I am on DB and still cant see any pics....


----------



## DCLane (7 Jul 2014)

@Dangermouse , @shouldbeinbed @babytiger - copy and past the link plus the bits after. It'll then work.


----------



## HorTs (7 Jul 2014)

young Ed said:


> what is the big black thing under the gear cable?
> Cheers Ed



The black thing is lower face mask made out of what feels like light neoprene - good for very cold weather.


----------



## HorTs (7 Jul 2014)

jifdave said:


> i'll take the jagwire dependent whats the postage



Sorry, already had a PM before you posted .


----------



## Dangermouse (7 Jul 2014)

If the clip on light fits a saddle bag I wouldn't mind it please


----------



## HorTs (7 Jul 2014)

Dangermouse said:


> If the clip on light fits a saddle bag I wouldn't mind it please



It will indeed, PM me address and I'll send it off.


----------



## HorTs (7 Jul 2014)

I was hoping to get rid of more rubbish than this!


----------



## TeeQue (7 Jul 2014)

Did you say you had another rear light? I need one as long as the postage isn't too much, alternatively where are you based?


----------



## winjim (7 Jul 2014)

What size are the mitts please?


----------



## HorTs (8 Jul 2014)

winjim said:


> What size are the mitts please?



I'd say they are a large


----------



## HorTs (8 Jul 2014)

TeeQue said:


> Did you say you had another rear light? I need one as long as the postage isn't too much, alternatively where are you based?
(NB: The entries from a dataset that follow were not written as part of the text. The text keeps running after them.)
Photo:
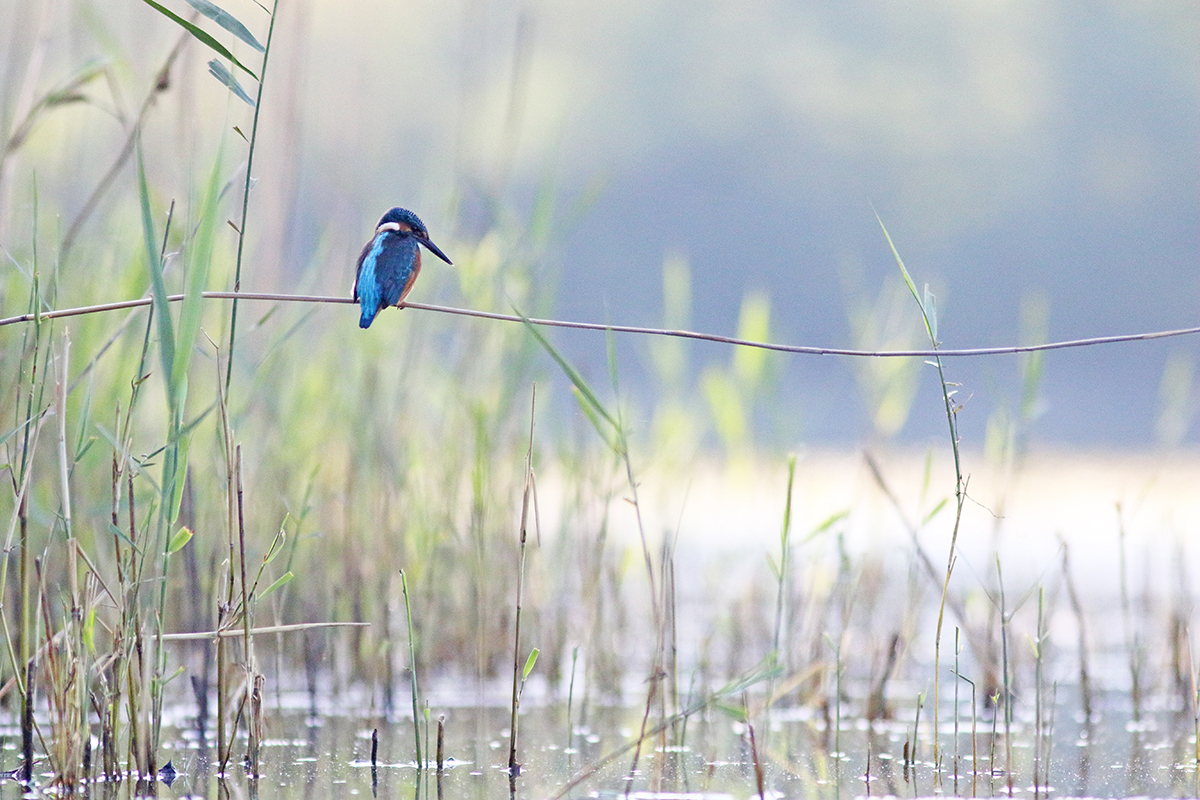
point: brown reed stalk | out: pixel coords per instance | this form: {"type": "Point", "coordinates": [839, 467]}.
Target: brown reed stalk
{"type": "Point", "coordinates": [627, 329]}
{"type": "Point", "coordinates": [529, 493]}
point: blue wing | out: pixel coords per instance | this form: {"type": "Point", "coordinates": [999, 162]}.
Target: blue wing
{"type": "Point", "coordinates": [384, 269]}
Yup - there are 2 lights. The postage should be less than £1.


----------



## winjim (8 Jul 2014)

HorTs said:


> I'd say they are a large


Oh. Not for me then, thanks.


----------



## TeeQue (9 Jul 2014)

HorTs said:


> Yup - there are 2 lights. The postage should be less than £1.
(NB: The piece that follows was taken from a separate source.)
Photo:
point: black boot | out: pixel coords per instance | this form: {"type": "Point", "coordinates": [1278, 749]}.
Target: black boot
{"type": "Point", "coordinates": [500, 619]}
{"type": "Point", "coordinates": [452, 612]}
Brilliant, I assume PayPal is best? Do you want to PM me your PayPal address?


----------



## Ollie W (10 Jul 2014)

I'll gladly take the face warmer (!) and the puncture kit off your hands. Happy to collect.


----------



## monkeylc (10 Jul 2014)

Are those trouser clips still up?


----------



## HorTs (11 Jul 2014)

monkeylc said:


> Are those trouser clips still up?



Yup, PM me address and I'll send them off.


----------



## GJT (11 Jul 2014)

Hi, I'll take the mitts please. Can you let me know postage and I'll BACS or PayPal. Thanks


----------



## Dangermouse (14 Jul 2014)

Hi HorTs, the light arrived today, thanks, but I need your PP so I can pay for the postage please


----------



## Harv (15 Jul 2014)

I'll take the map holder if it's still available.


----------